The Financial Services Commission on Monday said it would devise measures to ease the debt burden of low-income borrowers struggling to pay back loans.

One move includes a debt readjustment plan in which public financial institutions will be allowed to write off 60 percent of debt that they are backing. In the case of a debtor who took out 30 million won ($26,010) guaranteed by a public institution, this would mean his monthly debt payment for the next eight years will be halved to 200,000 won.

Under the current system, which does not allow write-offs on loans backed by public financial institutions, that debtor would likely have given up on repayment.

The proposed change allows debtors who have requested a workout on debt guaranteed by a public financial institution and that is overdue by more than a year to get their debt readjusted. Only those with assets exceeding 5 million won will be excluded from this plan.

In particular, the statute of limitations on debt will be not extended for those who owe less than 2 million won or those aged 70 and up.

Additionally, the government will suspend principal and interest payments on such loans for a maximum three years if the debtor is unable to repay due to severe injury or job loss. The government’s goal is to aggressively clear insolvent debt and completely transfer it to the Korea Asset Management Corporation.

Unlike private commercial banks, which write off insolvent debt considered impossible to recollect in a year, public financial institutions have been passive in clearing insolvent debt, the Financial Services Commission said. These institutions would hold on to the debt for as long as 15 years, which has had the effect of limiting debt adjustments. Borrowers with low income and bad credit have struggled the most, finding it difficult to pay back the principal, let alone the interest.

Currently, there are over 710,000 people with insolvent debt guaranteed or bought by public financial institutions, including the Korea Housing Finance Corporation, Korea Credit Guarantee Fund, Korea Asset Management Corporation and Korea Deposit Insurance Corporation. This debt amounts to 25 trillion won.

While the size of this debt is 62 percent of the 40 trillion won in unrecoverable loans at private financial institutions, including banks, public institutions have been less aggressive in writing off the debt.

While private commercial banks on average write off 77 percent of bad debt, public financial institutions write off just 45 percent, or 11.2 trillion won.
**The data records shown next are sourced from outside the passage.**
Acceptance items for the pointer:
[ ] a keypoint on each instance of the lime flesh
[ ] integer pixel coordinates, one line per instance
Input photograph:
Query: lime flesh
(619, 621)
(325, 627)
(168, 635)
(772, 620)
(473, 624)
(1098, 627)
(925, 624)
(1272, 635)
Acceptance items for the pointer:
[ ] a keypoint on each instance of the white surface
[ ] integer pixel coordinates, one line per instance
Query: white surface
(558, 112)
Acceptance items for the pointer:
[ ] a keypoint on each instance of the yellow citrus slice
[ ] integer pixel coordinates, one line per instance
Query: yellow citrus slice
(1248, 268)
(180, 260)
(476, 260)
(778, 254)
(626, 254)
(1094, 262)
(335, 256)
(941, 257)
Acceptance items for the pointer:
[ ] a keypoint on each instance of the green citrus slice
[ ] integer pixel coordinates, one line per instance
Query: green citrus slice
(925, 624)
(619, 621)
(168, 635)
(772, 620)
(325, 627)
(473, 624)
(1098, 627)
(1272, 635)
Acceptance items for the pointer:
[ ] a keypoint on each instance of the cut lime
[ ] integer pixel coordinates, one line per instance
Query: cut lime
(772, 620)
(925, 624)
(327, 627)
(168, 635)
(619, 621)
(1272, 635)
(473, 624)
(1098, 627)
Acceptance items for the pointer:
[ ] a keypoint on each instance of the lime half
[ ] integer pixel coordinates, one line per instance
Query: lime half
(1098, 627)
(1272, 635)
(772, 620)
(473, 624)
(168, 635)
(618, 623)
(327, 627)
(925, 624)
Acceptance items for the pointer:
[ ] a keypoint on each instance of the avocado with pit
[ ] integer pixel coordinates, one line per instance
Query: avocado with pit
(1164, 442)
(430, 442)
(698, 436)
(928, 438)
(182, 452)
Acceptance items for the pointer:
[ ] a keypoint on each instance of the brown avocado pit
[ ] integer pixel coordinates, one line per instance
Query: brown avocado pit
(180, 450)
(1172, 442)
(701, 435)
“Considering that most of the people who use government finance are those in middle- and lower-income households, the management of insolvent debt at public financial institutions is a very important project for our economy,” said Jeong Eun-bo, vice chairman of the Financial Services Commission, during a meeting held at the main government complex in central Seoul on Monday. “Our goal is to take a step forward from the formality of recovering and holding debt to aggressively adjusting and clearing them.”

Jeong added that the target is to secure efficiency in debt management by boldly getting rid of insolvent debt considered irredeemable while swiftly collecting when debtors have the ability to pay back using personal assets.

The government plans to complete improvement of the debt rescue measures by the end of June and implement them in the third quarter.

Additionally, the government plans to create a data system where all insolvent debt at public financial institutions can be monitored by the end of this year.